Kilka drużyn NBA skontaktowało się z Cleveland Cavaliers w sprawie możliwości pozyskania Timofeja Mozgowa - dowiedział się Marc J. Spears z portalu "Yahoo!". Sytuacja kontraktowa Rosjanina może sprawić, że Cavaliers wymienią go w zimowym okienku transferowym - dodaje Spears.

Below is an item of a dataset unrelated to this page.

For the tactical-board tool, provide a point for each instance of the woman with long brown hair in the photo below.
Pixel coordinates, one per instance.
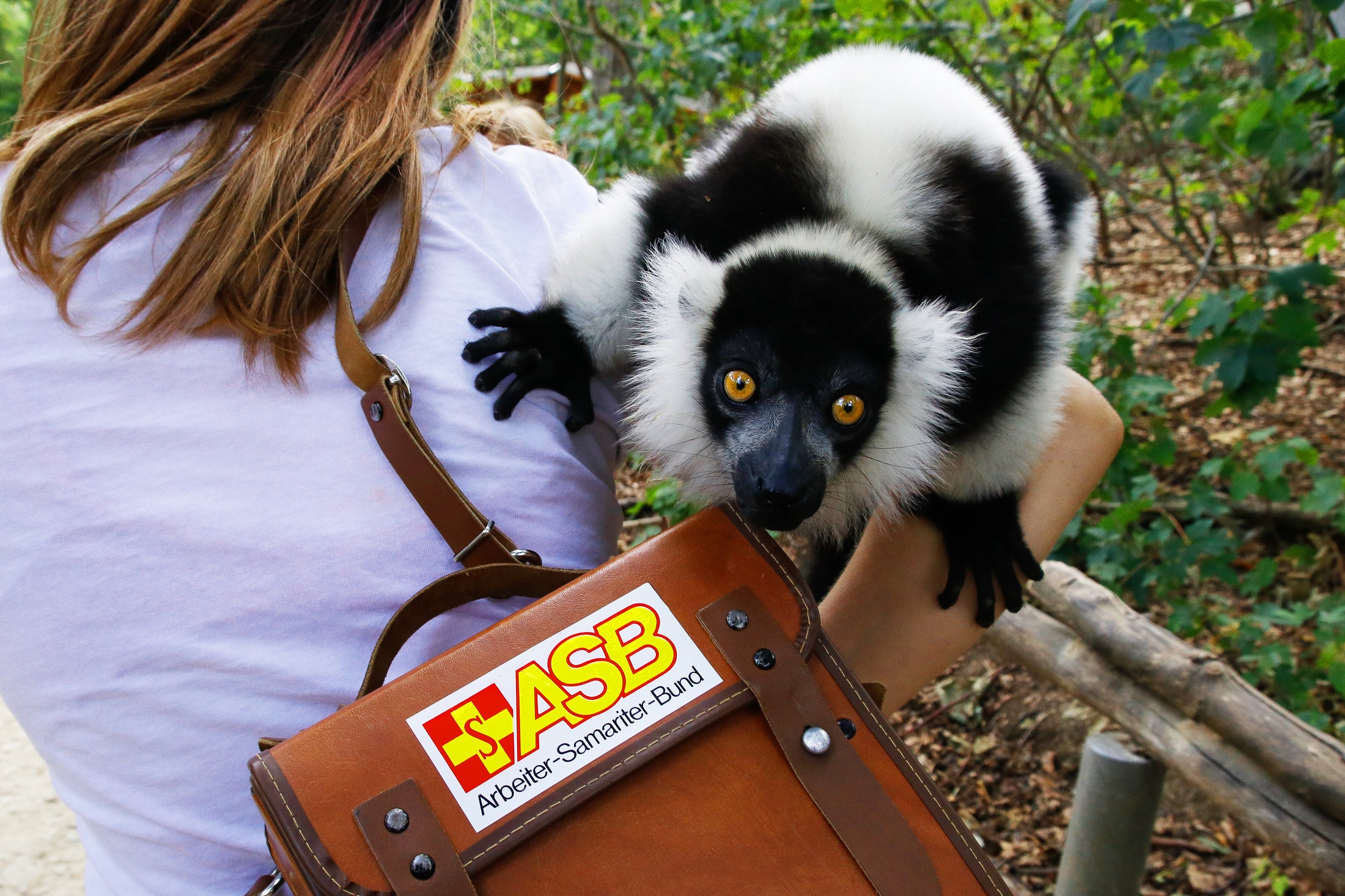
(201, 540)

28 grudnia trener Cavaliers David Blatt zmienił pierwszą piątkę swojego zespołu. Zawodzący w tym sezonie Mozgow trafił na ławkę, a jego miejsce w wyjściowym składzie zajął Tristan Thompson. Wraz z powrotem do gry Kyriego Irvinga, nowa piątka Cavaliers w 5 meczach gry razem (łącznie 65 minut) zdobywa w przełożeniu na 48 minut (PER-48) 121 punktów na mecz i wygrywa je różnicą aż +22.4 punktów.

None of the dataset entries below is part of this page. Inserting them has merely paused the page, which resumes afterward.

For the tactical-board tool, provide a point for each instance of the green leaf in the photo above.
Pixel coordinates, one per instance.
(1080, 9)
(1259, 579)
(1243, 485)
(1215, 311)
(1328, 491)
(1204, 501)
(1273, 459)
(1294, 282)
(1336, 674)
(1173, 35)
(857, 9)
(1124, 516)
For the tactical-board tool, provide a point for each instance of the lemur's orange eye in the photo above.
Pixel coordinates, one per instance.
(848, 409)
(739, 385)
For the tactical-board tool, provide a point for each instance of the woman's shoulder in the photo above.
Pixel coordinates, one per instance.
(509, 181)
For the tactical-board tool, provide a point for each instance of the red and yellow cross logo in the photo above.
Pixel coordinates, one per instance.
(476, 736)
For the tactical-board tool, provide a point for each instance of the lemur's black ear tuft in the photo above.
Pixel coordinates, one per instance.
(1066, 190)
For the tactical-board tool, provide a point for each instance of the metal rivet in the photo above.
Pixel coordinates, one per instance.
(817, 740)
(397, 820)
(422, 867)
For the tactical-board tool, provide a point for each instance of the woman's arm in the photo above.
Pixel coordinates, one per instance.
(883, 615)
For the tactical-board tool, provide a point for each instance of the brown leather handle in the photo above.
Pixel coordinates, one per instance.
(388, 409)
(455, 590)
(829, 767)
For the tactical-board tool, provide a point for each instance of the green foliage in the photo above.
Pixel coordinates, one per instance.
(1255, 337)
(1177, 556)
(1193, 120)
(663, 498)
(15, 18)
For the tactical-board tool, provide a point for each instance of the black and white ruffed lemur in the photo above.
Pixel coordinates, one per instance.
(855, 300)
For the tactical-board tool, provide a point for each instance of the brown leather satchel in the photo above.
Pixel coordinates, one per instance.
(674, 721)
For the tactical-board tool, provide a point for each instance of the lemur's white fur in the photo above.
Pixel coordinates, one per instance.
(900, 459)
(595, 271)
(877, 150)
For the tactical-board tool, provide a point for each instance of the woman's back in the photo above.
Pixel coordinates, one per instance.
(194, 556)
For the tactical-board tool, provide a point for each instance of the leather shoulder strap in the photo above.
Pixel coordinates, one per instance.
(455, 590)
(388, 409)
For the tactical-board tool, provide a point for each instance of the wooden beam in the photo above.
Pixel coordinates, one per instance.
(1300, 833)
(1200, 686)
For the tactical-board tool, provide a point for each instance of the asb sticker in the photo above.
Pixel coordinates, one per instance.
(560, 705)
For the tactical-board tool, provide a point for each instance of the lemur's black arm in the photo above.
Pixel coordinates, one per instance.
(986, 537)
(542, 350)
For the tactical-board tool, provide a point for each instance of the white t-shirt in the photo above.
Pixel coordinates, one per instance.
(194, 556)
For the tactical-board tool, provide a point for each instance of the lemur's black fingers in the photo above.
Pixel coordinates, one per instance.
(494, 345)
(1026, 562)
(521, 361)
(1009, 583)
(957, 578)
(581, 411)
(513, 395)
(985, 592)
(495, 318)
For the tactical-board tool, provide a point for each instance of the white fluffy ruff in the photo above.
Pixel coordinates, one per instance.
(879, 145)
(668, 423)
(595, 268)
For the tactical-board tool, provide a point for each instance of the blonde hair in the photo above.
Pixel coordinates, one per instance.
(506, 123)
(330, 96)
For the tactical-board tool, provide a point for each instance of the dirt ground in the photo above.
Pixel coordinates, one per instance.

29-letni Mozgow jest w ostatnim roku kontraktu. W lipcu trafi na rynek wolnych agentów i będzie domagał się wysokiej umowy. Cavaliers mogą nie chcieć zapłacić mu 10-15 mln dolarów rocznie. Tym bardziej, że słabsza w tym sezonie forma Mozgowa związana jest z operacją kolana, którą przeszedł latem minionego roku.
Spears nie wymienił klubów zainteresowanych Mozgowem, ale jednym z nich mogą być Phoenix Suns. Suns stracili do końca sezonu kontuzjowanego Erica Bledsoe, przegrali 8 z 9 ostatnich meczów i z bilansem 13-25 raczej nie włączą się już do walki o playoffy. Suns mogą więc chcieć pozbyć się 33-letniego Tysona Chandlera, z którym podpisali kontrakt latem ubiegłego roku (52 mln dol., cztery lata). W zamian Suns mogliby pozyskać młodszego o cztery lata Mozgowa. Cavaliers przejęliby natomiast doświadczonego centra, który zmieniałby pod koszem Thompsona i Kevina Love'a. I przede wszystkim ma ważny kontrakt na trzy kolejne sezony.